Your firm has established a significant presence in your home state as well as in desired markets. You’ve targeted specific project types, those that best fit the skills of your professional staff, and have grown substantially, both in terms of staff and revenue. But do you want to expand beyond that? How do you take your firm global and penetrate growing international markets?
At the annual DesignDC conference held by the Washington, DC and Potomac Valley, MD chapters of The American Institute of Architects in 2007, one particular presentation featured two methods that appear to be quite effective.
Establish Offices Abroad
Maybe you have a client with offices in Tokyo and Hong Kong that is looking to expand to Shanghai and Beijing. You want your firm to be involved with these projects. While this undertaking is possible, it can be difficult.
According to Karl Stumpf, vice president with RTKL’s Miami office, “The start-up costs can be significant; from consultants, to legal counsel, to marketing, and all costs associated with getting an office up-and-running.”
The learning curve can also be challenging as professionals in the new office attempt to learn not only local design aesthetics and principles, but the nuances of local culture and politics.
So what’s been the secret to RTKL’s success in establishing offices overseas? Internships. RTKL strategically hired foreign nationals and brought others on board as interns and teamed them with home-grown talent. These interns developed into valuable professionals that helped RTKL to open offices in the interns’ home country. This enabled RTKL to maintain an ultra-sensitivity to local customs and culture.
Forge Global Alliances
The time and effort needed to establish an office overseas is substantial. After careful evaluation you’ve decided that the investment is too much for your firm, but you know that your firm’s professional service capabilities would appeal to foreign clients. Forming global alliances with overseas firms might be the most efficient and attainable goal for your firm.
IA Interior Architects (IA), an interiors firm based in Washington, DC with 14 U.S. offices and offices in London and New Delhi, has used this approach to establish 46 alliance partnerships with firms worldwide. This gives IA over 1,000 design professionals at their disposal for design services. IA uses cutting-edge technology and a team-centric approach for each project. According to David Bourke, principal and account director with IA, “This enables IA to offer project solutions that are worldwide in vision and reach, but local in terms of service and presence.”
On any given project, IA assigns an account manager, someone that communicates directly with the client and has overall responsibility for the project.
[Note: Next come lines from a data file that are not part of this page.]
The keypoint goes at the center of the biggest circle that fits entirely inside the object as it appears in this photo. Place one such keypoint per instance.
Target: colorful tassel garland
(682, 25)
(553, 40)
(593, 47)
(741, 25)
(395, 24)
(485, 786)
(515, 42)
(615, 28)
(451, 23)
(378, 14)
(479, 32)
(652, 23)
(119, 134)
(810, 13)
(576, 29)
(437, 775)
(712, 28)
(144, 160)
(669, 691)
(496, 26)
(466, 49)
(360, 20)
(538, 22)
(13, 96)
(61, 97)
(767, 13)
An account manager from the alliance firm is also assigned and is tasked with strategic studies, coordinating staff and resources, and master planning. There is an account manager from the alliance firm that serves as the local contact for the client, with authority to approve the final design. The final member of the project management team is the representative from the alliance firm that implements the design and coordinates local consultants and project close-out. Such an approach allows IA to serve their U.S-based clients with overseas operations and their foreign-based clients at the local and international level. Each member of the project team is focused on one thing: responding to the client’s needs by pursuing the highest level of quality and service.
Managing a project team in this manner may seem difficult due to most of the team being located abroad. IA has developed an in-depth responsibilities matrix that avoids duplication of effort and allows the team to clearly define each member’s responsibilities at the outset of the project.
Use Sound Risk Management Principles
There are several risk management principles that both speakers agreed upon. Whenever possible, get the client to agree to payment in either U.S. dollars or English pounds sterling. Getting paid in local dollars can cause major problems if the local currency suddenly devaluates, and the firm can incur significant taxes when the firm transfers the money out of the country.
As with any project, negotiate sound contracts that appropriately allocate risks and responsibilities.